Он отбросил ключ, поднялся и направился по проходу. Возле Марфуши стоял табельщик Егорычев, беззаботный, краснощекий, с тугим загривком.
Заметив Федора, Марфуша потупила взгляд, но тут же, тряхнув головкой, вызывающе рассмеялась. Егорычев цвел от удовольствия.
«Зачем она так?» — подумалось Федору.
Она опять подняла глаза на Федора, и под ее коротким оценивающим взглядом он почувствовал себя виноватым, хотя никак не догадывался, в чем его вина. Он любил ее и много бы отдал за то, чтобы ее жизнь была налажена. Что еще она требует?
«Солдат еще куда ни шло: парень не балованный, серьезный, — раздумывал он, направляясь к своей машине. — Если он ей нравится, ничего тут не сделаешь. А табельщик ей к чему? Зачем она с ним-то так?»
…Марфуша стояла в коридоре у стены, глотая слезы. Федор дотронулся до плеча.
— С чего расплакалась? — спросил он, кляня себя за то, что не находит в разговоре с ней нужных слов, после которых она поняла бы, как сильно он хочет ей счастья. — Ты сказала матери?
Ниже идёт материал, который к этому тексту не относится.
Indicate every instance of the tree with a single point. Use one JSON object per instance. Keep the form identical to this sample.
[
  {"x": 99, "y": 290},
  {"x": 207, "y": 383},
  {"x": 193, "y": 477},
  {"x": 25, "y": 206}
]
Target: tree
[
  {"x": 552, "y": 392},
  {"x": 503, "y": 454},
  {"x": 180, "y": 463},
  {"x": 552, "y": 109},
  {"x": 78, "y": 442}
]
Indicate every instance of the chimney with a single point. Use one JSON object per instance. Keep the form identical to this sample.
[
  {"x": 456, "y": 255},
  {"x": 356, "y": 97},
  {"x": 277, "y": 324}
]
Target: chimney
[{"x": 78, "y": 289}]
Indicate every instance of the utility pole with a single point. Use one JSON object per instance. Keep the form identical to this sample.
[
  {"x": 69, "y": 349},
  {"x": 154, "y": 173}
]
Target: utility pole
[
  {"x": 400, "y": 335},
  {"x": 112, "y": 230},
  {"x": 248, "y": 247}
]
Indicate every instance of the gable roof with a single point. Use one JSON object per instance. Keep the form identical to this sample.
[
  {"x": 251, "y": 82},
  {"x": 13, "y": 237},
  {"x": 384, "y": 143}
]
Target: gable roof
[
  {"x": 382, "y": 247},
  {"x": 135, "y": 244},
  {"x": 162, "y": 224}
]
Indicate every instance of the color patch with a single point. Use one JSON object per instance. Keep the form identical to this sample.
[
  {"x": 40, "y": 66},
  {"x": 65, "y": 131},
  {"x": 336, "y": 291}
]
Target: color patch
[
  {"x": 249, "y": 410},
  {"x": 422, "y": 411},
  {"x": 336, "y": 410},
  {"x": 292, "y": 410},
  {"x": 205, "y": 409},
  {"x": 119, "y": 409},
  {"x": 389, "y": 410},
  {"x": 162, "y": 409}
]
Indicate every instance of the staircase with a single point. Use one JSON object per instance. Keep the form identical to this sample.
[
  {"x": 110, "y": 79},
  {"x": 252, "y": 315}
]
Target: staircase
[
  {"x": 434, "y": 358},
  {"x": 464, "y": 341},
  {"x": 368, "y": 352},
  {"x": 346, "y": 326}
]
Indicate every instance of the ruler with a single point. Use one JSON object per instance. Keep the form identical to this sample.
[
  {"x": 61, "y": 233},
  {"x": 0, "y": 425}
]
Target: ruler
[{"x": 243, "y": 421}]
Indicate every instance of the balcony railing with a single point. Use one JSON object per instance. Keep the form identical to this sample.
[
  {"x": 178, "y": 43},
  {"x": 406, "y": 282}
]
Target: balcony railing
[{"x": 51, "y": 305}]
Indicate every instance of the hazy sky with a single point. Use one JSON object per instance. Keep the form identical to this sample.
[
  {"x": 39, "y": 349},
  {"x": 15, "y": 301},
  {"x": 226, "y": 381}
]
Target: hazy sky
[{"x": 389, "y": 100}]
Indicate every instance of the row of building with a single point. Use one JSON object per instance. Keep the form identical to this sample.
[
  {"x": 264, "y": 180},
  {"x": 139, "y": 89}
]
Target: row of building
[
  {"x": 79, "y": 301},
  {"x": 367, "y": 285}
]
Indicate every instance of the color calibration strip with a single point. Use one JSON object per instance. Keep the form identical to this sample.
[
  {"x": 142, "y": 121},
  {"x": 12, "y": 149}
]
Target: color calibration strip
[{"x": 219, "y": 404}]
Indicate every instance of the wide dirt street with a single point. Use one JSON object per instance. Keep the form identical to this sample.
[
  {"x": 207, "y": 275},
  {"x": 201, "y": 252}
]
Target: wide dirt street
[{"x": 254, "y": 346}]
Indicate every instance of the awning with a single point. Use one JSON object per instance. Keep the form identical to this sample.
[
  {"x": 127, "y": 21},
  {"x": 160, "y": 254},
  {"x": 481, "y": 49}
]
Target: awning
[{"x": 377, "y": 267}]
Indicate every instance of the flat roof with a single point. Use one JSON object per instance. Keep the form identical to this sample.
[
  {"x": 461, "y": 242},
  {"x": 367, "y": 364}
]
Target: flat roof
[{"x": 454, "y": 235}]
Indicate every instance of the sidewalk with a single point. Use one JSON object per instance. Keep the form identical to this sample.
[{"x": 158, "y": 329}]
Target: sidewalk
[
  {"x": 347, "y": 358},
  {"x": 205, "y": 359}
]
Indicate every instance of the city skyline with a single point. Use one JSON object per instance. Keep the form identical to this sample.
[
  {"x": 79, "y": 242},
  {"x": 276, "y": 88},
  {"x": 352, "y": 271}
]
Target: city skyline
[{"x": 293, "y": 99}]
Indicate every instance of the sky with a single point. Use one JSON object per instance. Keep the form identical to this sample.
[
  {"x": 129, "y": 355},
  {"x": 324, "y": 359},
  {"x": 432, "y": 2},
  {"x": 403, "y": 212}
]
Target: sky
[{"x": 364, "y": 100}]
— Никогда!.. — она дернула плечом, стряхивая его руку. — Зачем говорить?..
— С ума, девка, сходишь. Всей душой я к тебе.
— Вижу, — зло отозвалась она. — Когда всей душой, так ли бывает? Немножко понимаю… — улыбнулась невесело. — А еще говорят, не зря березка расплетается — будет суженый. Я-то, дура, поверила…
— И березка твоя не зря расплелась… Пойду сейчас к матери, сам объявлю.
— Не смей! — с испугом выкрикнула она.
Возле них остановился Васька Работнов, смотрел, не отводя глаз.
— Чего тебе? — раздражаясь, спросил Федор.
— Выпори Артемку. Валенцы с меня снял.
Мальчишка показал на свои босые ноги. Федор усмехнулся: он ничего не понимал. Марфуша повернулась и ушла в каморку.
— Не хочешь пороть, сам оплеух накидаю, — пообещал Васька, — тогда не злись.
Федор сам с удовольствием накидал бы мальчишке оплеух, просто так, чтобы отвести душу.
7
По воскресеньям ремонтировщики приходили в фабрику не как обычно, а позднее, чисто одетые. Бережно снимали выходные пиджаки, натягивали спецовки.
Тихо бывало в такие дни в фабрике без шума машин, без людей. Привыкшие кричать громко, удивлялись своим голосам, разносившимся по огромному цеху. В тишине еще задолго слышались шаги, если кто поднимался по лестнице.
Раз неожиданно заявился Грязнов, с любопытством уставился на слесарей, потирал подбородок.